Segundo dados da Fundação Renova atualizados até 29 de setembro, 168 das 248 edificações previstas na comunidade estão com obras finalizadas. Em Paracatu, já foram concluídos 66 dos 93 imóveis, sendo que 19 já foram entregues.

A Fundação Renova alega que o processo de reassentamento tem como principal premissa a participação ativa dos atingidos. Em nota, ela afirma que foi implementado um modelo inédito de governança participativa. “Para a retomada do modo de vida, todos os detalhes do distrito foram pensados junto com os moradores para atender as suas necessidades, apoiar a retomada das atividades produtivas e preservar seus hábitos, suas relações de vizinhança e as tradições culturais e religiosas.”

De acordo com a Cáritas, algumas casas em Bento Rodrigues foram recebidas com avarias. “Tem problema no muro ou na fundação. Tem problema de fissura ou de rachadura. Ou, no lugar em que o ralo está colocado, a água não escoa. Tem vazamento de janela, tem uma série de problemas.

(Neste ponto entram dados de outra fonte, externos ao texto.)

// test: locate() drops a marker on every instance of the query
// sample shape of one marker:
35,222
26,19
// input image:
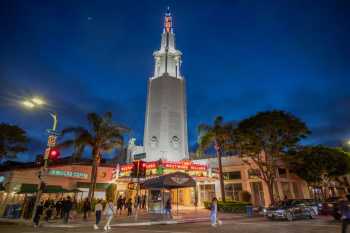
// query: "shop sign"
131,186
80,175
139,156
179,180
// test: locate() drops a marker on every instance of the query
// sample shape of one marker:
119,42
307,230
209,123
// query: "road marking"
282,224
165,231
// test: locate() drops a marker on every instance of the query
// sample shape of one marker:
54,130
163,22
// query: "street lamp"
37,102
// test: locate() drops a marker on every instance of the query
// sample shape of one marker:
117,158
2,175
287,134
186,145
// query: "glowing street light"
38,101
28,104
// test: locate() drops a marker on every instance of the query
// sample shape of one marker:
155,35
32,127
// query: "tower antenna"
167,26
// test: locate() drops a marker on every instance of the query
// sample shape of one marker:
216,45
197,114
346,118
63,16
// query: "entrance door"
207,192
257,194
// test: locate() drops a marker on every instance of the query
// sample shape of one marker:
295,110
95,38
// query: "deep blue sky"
240,57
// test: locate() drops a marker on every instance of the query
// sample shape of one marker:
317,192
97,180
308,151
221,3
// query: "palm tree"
216,135
103,136
13,140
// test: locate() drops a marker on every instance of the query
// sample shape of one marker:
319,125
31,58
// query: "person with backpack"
86,208
129,206
168,208
38,213
214,212
66,208
98,212
109,212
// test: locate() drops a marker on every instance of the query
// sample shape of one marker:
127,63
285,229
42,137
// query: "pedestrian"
98,212
214,212
144,198
58,207
38,213
109,212
168,208
345,211
129,206
48,211
86,208
119,204
67,207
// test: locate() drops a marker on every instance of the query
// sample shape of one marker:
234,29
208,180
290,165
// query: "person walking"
129,206
58,207
144,198
345,211
214,212
98,212
168,208
119,205
38,213
109,212
66,208
48,211
86,208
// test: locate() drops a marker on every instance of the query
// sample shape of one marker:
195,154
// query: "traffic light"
54,154
142,169
138,169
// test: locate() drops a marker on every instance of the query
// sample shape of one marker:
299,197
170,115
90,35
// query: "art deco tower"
165,134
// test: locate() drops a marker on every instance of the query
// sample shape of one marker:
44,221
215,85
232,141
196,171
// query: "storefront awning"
33,188
99,186
171,181
28,188
54,189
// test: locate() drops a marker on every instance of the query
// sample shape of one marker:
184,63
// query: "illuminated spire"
168,21
167,58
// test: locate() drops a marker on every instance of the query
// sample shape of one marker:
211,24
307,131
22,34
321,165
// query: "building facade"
165,135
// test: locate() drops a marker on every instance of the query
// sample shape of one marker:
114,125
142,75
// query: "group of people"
62,207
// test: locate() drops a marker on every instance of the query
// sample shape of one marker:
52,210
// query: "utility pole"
51,142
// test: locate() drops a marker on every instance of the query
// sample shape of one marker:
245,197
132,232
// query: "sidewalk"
144,219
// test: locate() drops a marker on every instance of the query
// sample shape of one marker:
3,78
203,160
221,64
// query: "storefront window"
207,192
233,191
253,173
297,191
282,172
257,193
286,190
234,175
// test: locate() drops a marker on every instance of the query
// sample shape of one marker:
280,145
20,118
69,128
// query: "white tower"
165,134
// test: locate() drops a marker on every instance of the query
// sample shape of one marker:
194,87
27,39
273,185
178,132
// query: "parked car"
330,207
291,210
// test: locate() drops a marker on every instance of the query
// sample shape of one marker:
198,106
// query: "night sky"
240,57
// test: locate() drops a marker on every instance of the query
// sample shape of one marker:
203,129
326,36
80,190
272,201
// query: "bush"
230,206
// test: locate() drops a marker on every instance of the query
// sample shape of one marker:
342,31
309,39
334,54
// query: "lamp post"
51,142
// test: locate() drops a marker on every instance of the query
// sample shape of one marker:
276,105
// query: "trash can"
249,209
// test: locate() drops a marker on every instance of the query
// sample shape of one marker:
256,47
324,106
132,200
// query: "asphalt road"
239,226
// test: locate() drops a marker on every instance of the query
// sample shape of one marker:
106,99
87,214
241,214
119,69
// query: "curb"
130,224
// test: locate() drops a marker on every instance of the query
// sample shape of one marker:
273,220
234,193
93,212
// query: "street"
240,226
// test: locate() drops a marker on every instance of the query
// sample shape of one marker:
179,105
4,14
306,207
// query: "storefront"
20,184
169,187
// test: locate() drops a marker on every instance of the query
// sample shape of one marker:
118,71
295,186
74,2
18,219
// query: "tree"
102,136
216,135
13,140
262,140
319,165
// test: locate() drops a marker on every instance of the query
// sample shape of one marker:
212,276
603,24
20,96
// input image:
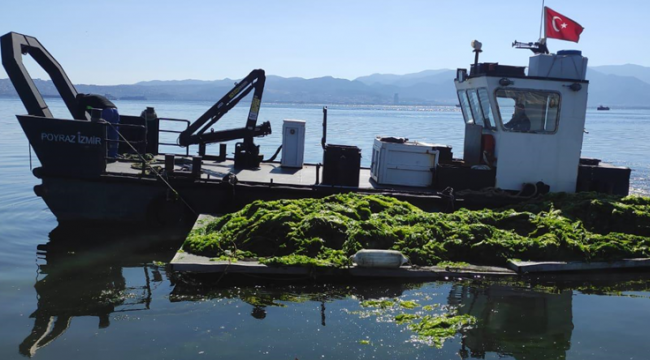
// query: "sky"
123,42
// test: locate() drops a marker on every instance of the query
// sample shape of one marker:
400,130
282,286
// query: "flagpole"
541,21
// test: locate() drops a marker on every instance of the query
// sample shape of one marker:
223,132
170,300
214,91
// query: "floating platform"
190,263
523,267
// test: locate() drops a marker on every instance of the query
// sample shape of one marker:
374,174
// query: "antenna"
538,47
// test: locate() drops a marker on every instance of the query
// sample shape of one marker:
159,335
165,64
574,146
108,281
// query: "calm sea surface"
102,296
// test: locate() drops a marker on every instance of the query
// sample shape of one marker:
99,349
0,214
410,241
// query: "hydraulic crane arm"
14,45
197,133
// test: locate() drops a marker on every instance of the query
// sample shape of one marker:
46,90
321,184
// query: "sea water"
102,296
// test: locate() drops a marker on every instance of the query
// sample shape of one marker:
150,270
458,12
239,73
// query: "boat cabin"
529,127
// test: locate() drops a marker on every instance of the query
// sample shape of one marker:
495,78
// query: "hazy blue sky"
122,42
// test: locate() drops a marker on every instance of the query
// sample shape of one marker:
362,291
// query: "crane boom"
246,153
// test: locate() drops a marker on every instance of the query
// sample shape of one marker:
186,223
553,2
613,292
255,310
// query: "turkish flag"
561,27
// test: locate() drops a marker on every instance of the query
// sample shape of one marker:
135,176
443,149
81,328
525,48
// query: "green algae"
325,232
382,304
409,304
453,264
434,330
405,318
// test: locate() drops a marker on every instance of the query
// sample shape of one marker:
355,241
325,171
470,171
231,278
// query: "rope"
145,163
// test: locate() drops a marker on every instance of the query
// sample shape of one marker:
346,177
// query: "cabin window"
476,107
485,107
530,111
464,105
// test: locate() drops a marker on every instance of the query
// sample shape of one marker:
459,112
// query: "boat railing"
187,124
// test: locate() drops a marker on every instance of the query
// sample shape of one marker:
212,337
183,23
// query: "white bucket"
379,258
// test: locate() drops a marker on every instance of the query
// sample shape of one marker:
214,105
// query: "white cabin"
528,127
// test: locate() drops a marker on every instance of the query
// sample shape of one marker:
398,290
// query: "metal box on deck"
410,163
341,165
293,143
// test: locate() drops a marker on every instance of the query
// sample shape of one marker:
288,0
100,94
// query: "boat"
83,180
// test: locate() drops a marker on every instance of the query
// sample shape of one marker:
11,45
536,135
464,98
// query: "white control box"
293,143
410,163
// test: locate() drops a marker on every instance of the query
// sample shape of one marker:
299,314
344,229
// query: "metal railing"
187,124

O que acontece é que a empreiteira quer ganhar dinheiro. Não contrata um bom pedreiro. A Renova até paga um preço bom, os materiais são até bons. Mas a casa é mal construída. E entre o pessoal de Bento Rodrigues tem pedreiros. Eles veem o defeito da casa”, diz Rodrigo Vieira.

A Cáritas também divulgou uma nota sustentando que a Fundação Renova não respeitou integralmente o modo de vida das comunidades. “As pessoas atingidas, em sua maioria, plantavam e colhiam seus próprios alimentos, sem a utilização de agrotóxicos, criavam animais para consumo, pescavam nos rios, coletavam lenha, plantas medicinais e madeira nas matas e, frequentemente, trocavam alimentos entre a vizinhança, familiares e amigos”, diz a entidade.

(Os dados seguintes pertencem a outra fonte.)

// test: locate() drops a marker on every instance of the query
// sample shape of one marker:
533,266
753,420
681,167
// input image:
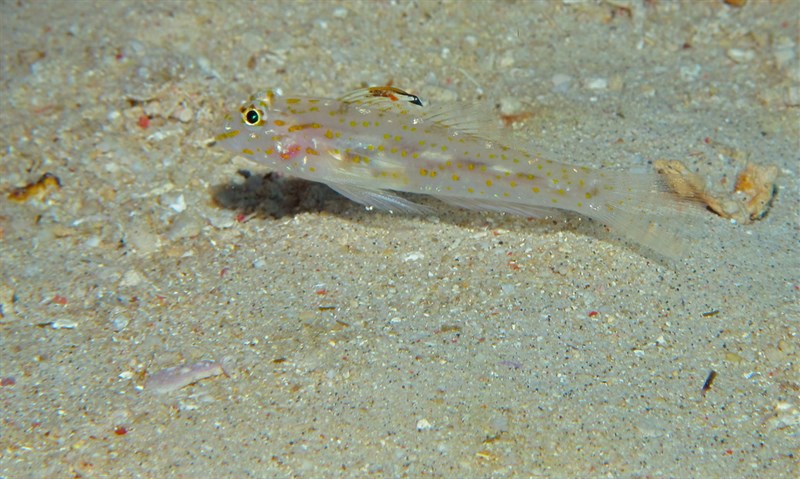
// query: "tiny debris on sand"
177,377
749,201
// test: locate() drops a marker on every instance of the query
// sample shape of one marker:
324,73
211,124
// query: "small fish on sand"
374,142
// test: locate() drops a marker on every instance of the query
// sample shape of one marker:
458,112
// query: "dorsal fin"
389,96
458,118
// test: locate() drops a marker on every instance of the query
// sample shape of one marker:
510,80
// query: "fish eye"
252,116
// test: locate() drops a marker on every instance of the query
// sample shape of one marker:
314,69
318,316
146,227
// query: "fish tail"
641,208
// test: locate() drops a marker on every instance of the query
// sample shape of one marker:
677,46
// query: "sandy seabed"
323,340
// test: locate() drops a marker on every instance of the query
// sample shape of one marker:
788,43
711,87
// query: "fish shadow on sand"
273,195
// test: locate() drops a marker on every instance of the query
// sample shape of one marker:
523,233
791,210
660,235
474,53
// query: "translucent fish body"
380,140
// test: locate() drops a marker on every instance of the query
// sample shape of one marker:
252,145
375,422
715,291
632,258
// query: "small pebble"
174,378
424,425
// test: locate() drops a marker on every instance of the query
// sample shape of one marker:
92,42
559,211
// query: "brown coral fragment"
750,200
45,184
757,183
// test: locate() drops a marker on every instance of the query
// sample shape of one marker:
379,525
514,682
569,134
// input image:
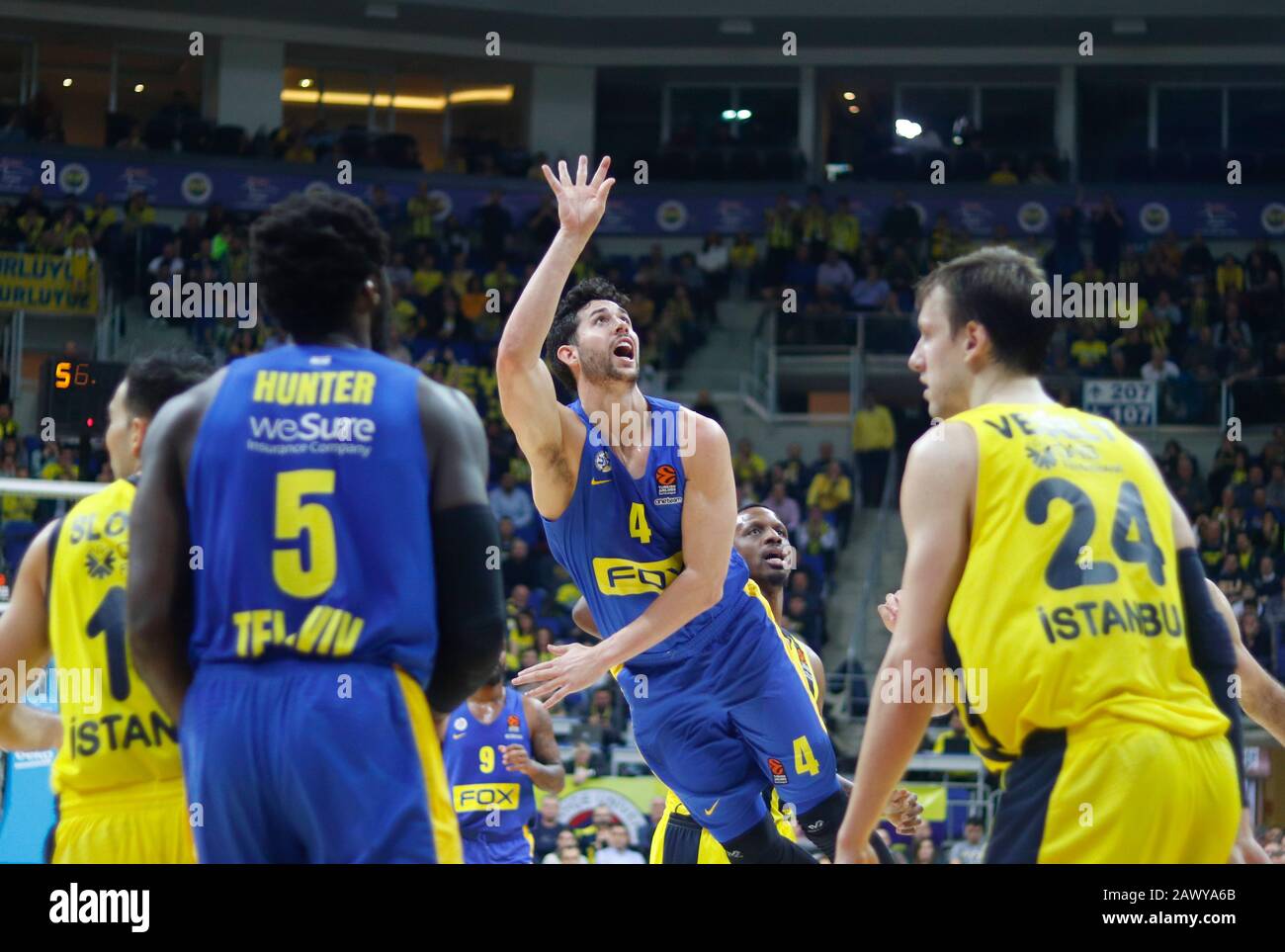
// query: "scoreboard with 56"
1127,402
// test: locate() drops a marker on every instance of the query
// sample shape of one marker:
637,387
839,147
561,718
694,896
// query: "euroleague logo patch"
666,485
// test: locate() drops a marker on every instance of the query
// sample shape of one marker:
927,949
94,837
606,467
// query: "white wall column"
248,90
561,111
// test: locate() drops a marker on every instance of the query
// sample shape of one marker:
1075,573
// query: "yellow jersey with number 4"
1068,612
115,733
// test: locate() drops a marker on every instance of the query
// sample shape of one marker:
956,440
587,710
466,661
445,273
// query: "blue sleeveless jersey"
480,785
621,539
307,494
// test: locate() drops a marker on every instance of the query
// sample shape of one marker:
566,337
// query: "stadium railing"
868,592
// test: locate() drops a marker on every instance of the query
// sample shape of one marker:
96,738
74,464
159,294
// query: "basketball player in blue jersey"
763,543
639,505
308,571
499,746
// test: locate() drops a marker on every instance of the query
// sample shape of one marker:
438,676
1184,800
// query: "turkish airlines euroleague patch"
666,485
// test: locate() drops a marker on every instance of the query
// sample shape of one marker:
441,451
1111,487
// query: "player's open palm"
576,668
581,202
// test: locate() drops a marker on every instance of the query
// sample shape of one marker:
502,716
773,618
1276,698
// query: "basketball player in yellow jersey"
117,775
762,541
1050,568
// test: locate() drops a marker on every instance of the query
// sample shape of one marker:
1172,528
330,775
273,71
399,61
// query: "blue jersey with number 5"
307,493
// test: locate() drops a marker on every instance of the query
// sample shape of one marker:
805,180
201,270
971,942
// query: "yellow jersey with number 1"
115,733
1070,612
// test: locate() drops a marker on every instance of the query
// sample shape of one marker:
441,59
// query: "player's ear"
137,433
568,355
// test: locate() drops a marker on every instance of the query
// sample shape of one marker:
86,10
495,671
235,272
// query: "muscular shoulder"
941,471
943,445
174,431
707,445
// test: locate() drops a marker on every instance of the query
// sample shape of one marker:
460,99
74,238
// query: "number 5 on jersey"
294,518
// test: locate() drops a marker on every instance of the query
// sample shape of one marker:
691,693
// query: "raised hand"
582,202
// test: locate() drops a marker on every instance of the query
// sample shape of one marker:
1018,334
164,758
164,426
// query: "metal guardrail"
868,587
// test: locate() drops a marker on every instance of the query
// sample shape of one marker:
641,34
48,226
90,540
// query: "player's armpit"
25,646
583,618
1260,695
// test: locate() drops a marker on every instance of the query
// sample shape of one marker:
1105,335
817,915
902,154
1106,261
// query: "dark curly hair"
311,254
566,321
153,380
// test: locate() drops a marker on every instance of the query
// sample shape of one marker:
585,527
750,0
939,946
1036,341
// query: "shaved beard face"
598,368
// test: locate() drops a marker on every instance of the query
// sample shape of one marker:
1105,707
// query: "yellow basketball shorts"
1118,794
125,826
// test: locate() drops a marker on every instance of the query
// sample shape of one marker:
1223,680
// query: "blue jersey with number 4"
307,493
621,539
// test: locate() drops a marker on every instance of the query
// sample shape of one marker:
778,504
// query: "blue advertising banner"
1219,211
26,801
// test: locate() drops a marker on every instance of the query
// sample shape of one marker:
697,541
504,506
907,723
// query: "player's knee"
762,843
822,822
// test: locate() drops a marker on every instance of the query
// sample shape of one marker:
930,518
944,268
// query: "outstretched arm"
159,600
936,514
471,618
527,393
25,643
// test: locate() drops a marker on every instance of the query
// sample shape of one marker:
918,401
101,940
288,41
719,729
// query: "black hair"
155,378
566,321
994,287
311,254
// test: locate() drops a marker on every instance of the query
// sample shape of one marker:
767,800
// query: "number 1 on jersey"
639,528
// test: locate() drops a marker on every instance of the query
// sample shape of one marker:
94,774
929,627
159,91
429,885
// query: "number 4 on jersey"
639,528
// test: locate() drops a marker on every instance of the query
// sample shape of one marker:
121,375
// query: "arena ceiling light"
382,101
907,129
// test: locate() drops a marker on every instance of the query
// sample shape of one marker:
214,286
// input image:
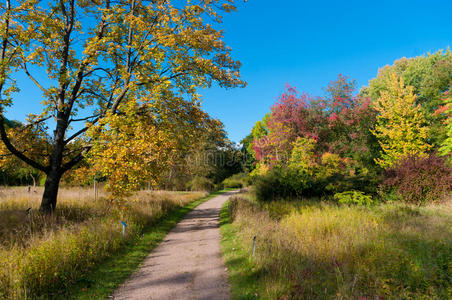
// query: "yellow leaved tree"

Ela aponta que, nos novos distritos, há perda da soberania e segurança hídrica e alimentar, uma vez que os atingidos precisarão suportar o alto custo dos alimentos, cuja procedência e qualidade são duvidosas e desconhecidas. A Cáritas observa ainda que não foi garantido o acesso à água bruta. “Acostumadas com água em abundância e com uma relação intrínseca com o Rio Doce e seus afluentes, as famílias utilizavam água bruta de córregos, lagos e nascentes. Agora, sem o manejo correto e completo dos rejeitos, é inviabilizado o uso do recurso hídrico, essencial para a retomada econômico-produtiva e garantia do direito à moradia”, acrescenta a entidade.

O aposentado Manuel Marcos Muniz, conhecido como Marquinho, lamenta que os planos dos atingidos de Bento Rodrigues não tenham se concretizado. “No início, nós pensávamos em viver em comunidade. Hoje, com toda essa demora da Fundação Renova, essa comunidade foi se dividindo. Com o cansaço, algumas pessoas aceitaram receber indenização em pecúnia ou ser reassentadas em outro local. Aquele trabalho que nós fizemos foi por água abaixo. Muitas pessoas não voltam mais para Bento Rodrigues. O reassentamento coletivo diminuiu muito.”